Но прежде чем Герберт успел ответить, откликнулась Вера.
- Надеяться нужно на бога, мисс.
Сара заметила, как в глазах Герба мелькнула тревога, и подумала: «Он боится, что от горя у нее помутился рассудок. ? может, так оно и есть».
4
Долгий день медленно продвигался к вечеру.
Где-то после двух, когда в школе кончались занятия, начали съезжаться ученики из классов Джонни, в большинстве в рабочих куртках, химерных шапках и линялых джинсах. Сара видела очень мало тех, кого в мыслях называла юными пижонами, - многообещающих, нацеленных на колледжи учеников, ясноглазых и ясноликих. Те, которые потрудились приехать в больницу, были почти все оборванцы с длинными космами.
Некоторые из них подходили к ней и тихо спрашивали, не скажет ли она, в каком состоянии мистер Смит. А она только сокрушенно качала головой и отвечала, что сама ничего не знает. Одна из девушек, Доун Эдвардс, которая была безнадежно влюблена в Джонни, увидев на лице Сары отчаяние и страх, залилась слезами. Пришла медсестра и попросила ее покинуть приемную.
- Она сейчас успокоится, я уверена, - сказала Сара и успокаивающе обняла девушку за плечи. - Дайте ей пару минут.
- Нет, я не хочу здесь оставаться! - воскликнула Доун и торопливо выбежала из комнаты, перевернув по дороге пластмассовый стул. А через несколько минут Сара выглянула в окно и увидела, что девушка сидит на ступеньках крыльца больницы под ясным, но холодным октябрьским солнцем, уткнувшись лицом в колени.
Вера Смит уже читала свою Библию.
К пяти часам большинство учеников разъехалось. ?счезла и Доун, хоть Сара и не видела, когда она уехала. В семь в приемную зашел молодой мужчина в белом халате с косо пристегнутой на лацкане карточкой - «Д-р Строунс», - огляделся вокруг и двинулся к ним.
- Мистер и миссис Смиты? - спросил он.
Герберт тяжело вздохнул.
- Да. Это мы.
Вера резко захлопнула Библию.
- Пройдите, пожалуйста, со мной.
«Вот оно» - подумала Сара. Переход в небольшую отдельную комнату, а тогда - вести. Какими бы они небыли. Она подождет здесь, а когда они вернутся, Герберт Смит скажет ей все, что ей нужно знать. Он добрый человек.
- Вы имеете сведения о моем сыне? - спросила Вера громким, резким, почти истеричным голосом.
- Да. - Доктор Строунс посмотрел на Сару. - Вы тоже родственница, мадам?
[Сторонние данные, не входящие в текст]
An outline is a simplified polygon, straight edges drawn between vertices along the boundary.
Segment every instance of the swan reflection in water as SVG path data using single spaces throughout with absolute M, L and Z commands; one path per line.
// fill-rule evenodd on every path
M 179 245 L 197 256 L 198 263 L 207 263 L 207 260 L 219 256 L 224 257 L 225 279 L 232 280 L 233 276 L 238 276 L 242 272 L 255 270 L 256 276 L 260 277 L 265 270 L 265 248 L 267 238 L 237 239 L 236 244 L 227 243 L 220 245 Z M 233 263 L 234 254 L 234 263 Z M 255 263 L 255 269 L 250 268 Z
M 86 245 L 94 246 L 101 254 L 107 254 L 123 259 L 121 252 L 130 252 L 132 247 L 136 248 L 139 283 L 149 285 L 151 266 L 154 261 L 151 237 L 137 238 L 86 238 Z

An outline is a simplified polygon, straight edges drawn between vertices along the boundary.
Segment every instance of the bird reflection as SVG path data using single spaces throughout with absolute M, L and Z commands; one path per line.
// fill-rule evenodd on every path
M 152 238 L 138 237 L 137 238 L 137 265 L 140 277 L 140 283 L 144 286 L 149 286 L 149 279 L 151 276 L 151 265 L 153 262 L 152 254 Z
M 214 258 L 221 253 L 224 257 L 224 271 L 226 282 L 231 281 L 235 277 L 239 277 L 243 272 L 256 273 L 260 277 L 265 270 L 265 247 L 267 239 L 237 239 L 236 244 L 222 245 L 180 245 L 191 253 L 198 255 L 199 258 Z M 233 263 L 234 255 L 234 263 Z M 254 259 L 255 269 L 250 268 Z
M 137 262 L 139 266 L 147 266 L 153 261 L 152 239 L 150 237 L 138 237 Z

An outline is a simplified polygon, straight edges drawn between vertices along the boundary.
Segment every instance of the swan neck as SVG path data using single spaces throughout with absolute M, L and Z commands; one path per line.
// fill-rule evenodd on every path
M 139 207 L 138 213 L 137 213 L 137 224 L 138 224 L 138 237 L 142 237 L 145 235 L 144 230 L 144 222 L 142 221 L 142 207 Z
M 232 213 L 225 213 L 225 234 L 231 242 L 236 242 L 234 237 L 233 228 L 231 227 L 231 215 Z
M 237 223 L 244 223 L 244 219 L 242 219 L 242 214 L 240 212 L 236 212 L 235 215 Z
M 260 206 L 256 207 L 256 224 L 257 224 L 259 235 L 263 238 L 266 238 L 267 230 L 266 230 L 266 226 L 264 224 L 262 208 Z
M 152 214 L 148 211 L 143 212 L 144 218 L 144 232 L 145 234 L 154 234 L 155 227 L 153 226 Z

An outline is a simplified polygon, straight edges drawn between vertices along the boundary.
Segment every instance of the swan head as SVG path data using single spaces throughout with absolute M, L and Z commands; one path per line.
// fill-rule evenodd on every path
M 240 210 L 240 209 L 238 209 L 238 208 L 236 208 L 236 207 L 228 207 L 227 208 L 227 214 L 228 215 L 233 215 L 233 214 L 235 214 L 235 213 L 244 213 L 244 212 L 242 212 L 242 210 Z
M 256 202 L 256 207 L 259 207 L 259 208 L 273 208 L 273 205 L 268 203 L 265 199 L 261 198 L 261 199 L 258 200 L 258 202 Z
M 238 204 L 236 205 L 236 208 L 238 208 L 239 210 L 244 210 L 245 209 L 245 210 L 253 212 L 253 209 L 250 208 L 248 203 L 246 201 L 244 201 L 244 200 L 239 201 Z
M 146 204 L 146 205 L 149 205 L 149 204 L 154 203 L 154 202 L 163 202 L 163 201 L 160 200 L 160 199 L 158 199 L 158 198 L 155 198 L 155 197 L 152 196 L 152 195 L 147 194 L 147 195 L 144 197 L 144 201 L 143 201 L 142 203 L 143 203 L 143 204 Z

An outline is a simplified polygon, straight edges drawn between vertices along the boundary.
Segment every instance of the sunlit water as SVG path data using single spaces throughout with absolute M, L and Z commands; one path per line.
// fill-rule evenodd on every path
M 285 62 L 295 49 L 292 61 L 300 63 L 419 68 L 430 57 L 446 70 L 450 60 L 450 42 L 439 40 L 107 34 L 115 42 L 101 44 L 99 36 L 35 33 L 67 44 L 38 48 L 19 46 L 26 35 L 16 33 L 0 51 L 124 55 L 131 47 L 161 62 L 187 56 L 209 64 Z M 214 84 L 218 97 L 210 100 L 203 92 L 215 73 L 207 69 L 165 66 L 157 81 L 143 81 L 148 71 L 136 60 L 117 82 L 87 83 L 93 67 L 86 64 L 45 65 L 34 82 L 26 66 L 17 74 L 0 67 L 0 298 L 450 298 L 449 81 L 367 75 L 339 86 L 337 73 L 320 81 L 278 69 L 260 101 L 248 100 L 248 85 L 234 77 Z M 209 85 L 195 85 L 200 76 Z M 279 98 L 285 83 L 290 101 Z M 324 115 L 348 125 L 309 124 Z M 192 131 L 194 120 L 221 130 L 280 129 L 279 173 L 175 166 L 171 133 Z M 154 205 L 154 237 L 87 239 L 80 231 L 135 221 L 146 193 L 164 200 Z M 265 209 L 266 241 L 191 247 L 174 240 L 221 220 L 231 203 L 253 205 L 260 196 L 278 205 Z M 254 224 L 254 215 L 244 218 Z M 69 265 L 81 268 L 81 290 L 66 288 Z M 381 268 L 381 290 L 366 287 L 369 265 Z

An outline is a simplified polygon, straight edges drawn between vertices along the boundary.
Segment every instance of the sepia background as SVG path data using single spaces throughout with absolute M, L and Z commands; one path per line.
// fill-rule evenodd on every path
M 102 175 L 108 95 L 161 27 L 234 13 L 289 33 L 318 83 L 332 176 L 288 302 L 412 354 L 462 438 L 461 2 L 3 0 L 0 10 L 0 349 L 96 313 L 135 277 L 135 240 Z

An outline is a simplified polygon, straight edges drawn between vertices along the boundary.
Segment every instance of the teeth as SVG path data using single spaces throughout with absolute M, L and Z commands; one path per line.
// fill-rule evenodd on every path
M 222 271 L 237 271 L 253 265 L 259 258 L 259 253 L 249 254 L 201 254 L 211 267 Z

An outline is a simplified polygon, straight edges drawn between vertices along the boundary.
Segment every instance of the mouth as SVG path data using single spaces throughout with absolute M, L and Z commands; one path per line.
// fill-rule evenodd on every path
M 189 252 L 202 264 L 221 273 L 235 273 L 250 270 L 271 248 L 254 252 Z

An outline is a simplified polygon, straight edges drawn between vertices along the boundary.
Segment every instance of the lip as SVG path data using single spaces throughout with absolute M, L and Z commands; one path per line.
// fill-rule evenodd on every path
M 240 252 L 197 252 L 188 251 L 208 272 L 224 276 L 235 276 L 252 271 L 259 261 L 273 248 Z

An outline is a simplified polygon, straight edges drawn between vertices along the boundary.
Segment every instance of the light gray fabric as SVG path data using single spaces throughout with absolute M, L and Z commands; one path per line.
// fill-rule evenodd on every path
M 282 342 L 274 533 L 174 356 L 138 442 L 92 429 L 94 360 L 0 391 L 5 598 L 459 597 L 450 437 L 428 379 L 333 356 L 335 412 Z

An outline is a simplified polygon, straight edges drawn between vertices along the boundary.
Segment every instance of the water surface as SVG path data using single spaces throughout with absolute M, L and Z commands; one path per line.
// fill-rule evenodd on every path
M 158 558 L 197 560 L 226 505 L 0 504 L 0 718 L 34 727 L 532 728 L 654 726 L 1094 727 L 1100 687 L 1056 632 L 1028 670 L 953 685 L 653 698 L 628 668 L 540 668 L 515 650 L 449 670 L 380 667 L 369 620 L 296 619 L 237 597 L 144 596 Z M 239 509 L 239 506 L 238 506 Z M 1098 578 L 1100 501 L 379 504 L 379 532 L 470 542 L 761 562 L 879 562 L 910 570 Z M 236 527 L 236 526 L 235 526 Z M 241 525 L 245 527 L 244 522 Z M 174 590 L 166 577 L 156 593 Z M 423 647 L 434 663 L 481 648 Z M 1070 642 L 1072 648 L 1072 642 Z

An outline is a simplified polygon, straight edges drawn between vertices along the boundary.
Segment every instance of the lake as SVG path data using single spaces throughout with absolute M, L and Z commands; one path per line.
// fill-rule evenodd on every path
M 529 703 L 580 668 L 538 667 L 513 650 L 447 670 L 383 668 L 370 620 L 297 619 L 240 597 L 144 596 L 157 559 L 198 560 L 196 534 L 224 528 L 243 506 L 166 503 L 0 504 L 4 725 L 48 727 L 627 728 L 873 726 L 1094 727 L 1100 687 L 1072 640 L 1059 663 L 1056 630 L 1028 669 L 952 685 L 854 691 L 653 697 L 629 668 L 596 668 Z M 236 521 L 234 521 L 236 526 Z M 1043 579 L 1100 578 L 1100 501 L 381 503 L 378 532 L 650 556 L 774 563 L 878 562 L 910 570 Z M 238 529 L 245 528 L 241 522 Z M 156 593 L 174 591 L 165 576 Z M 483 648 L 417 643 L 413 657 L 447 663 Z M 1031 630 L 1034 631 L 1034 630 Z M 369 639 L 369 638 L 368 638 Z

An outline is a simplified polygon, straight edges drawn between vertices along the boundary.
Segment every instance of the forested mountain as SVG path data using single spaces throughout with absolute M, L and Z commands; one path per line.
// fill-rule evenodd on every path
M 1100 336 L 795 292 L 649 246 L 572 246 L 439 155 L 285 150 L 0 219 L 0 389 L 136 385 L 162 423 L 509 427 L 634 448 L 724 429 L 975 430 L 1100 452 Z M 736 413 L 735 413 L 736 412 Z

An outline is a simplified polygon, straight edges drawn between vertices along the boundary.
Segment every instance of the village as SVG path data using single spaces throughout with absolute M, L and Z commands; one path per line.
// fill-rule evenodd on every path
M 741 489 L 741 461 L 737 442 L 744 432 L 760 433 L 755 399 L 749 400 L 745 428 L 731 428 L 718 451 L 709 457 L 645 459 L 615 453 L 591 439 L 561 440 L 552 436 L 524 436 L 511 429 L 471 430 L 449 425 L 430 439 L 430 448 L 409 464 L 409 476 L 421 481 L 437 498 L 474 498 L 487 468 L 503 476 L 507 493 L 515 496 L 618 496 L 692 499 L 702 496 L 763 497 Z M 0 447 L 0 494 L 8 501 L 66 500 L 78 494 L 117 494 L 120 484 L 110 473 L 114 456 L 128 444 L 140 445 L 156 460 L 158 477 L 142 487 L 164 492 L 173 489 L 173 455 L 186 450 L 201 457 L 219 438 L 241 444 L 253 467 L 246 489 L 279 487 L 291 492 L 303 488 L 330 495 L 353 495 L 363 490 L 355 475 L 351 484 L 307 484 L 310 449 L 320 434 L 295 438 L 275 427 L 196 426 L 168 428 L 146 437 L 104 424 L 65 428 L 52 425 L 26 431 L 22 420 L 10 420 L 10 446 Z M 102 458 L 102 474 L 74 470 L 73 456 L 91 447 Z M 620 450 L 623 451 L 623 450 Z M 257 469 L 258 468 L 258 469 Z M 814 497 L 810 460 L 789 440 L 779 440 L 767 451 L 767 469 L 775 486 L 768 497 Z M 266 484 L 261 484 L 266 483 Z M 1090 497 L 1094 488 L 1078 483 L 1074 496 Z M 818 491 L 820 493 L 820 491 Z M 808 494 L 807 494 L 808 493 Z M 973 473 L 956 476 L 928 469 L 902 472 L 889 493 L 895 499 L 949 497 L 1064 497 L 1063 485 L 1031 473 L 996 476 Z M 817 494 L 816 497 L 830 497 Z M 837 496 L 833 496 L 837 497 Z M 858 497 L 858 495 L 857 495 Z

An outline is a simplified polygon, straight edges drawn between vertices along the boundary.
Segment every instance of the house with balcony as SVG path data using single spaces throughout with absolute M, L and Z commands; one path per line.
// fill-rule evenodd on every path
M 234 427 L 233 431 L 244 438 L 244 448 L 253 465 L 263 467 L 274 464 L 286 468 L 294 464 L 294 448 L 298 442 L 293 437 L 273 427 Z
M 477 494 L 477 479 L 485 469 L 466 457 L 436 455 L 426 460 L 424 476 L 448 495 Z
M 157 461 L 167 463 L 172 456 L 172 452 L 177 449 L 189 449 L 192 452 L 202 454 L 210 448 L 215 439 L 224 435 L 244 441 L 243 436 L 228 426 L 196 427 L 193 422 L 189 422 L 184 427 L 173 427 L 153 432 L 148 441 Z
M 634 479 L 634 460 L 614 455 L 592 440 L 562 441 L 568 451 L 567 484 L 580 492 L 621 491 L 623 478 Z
- Нет, - сказала Сара. - Я подруга.
- Близкая подруга, - добавил Герберт.
Теплая сильная рука взяла ее за локоть, в тоже время другая рука взяла под руку Веру. Он помог обеим женщинам подняться.
- Мы пойдем все трое, если вы не против.
- Нет, нет, не против.
Врач повел их мимо лифтов дальше по коридору к двери с табличкой:
Комната совещаний
Зашли туда, и он включил люминесцентные светильники под потолком. В комнате стоял длинный стол и несколько конторских стульев.
Доктор Строунс прикрыл двери, закурил сигарету и кинул обгорелую спичку в одну из пепельниц, которые двумя длинными рядами стояли на столе.
- Очень тяжело это говорить... - произнес он будто сам себе.
-Тогда лучше сразу все сказать, - сказала Вера.
- Да, наверное.
Хотя Саре и не полагалось задавать вопросы, она не выдержала.
- Он не умер? Пожалуйста, ну скажите, что он не умер!..
- Он в коматозном состоянии. - Строунс сел и глубоко затянулся сигаретой. - Мистер Смит получил серьезную травму головы, у него поврежден мозг, в какой мере - трудно даже сказать. Возможно, вы слышали когда-нибудь такой медицинский термин «подкорочная гематома». Так вот, у мистера Смита очень серьезная подкорочная гематома, то есть локализованное кровоизлияние в середине черепа. Потребовалась продолжительная операция, чтобы уменьшить внутричерепное давление и удалить из мозга обломки костей.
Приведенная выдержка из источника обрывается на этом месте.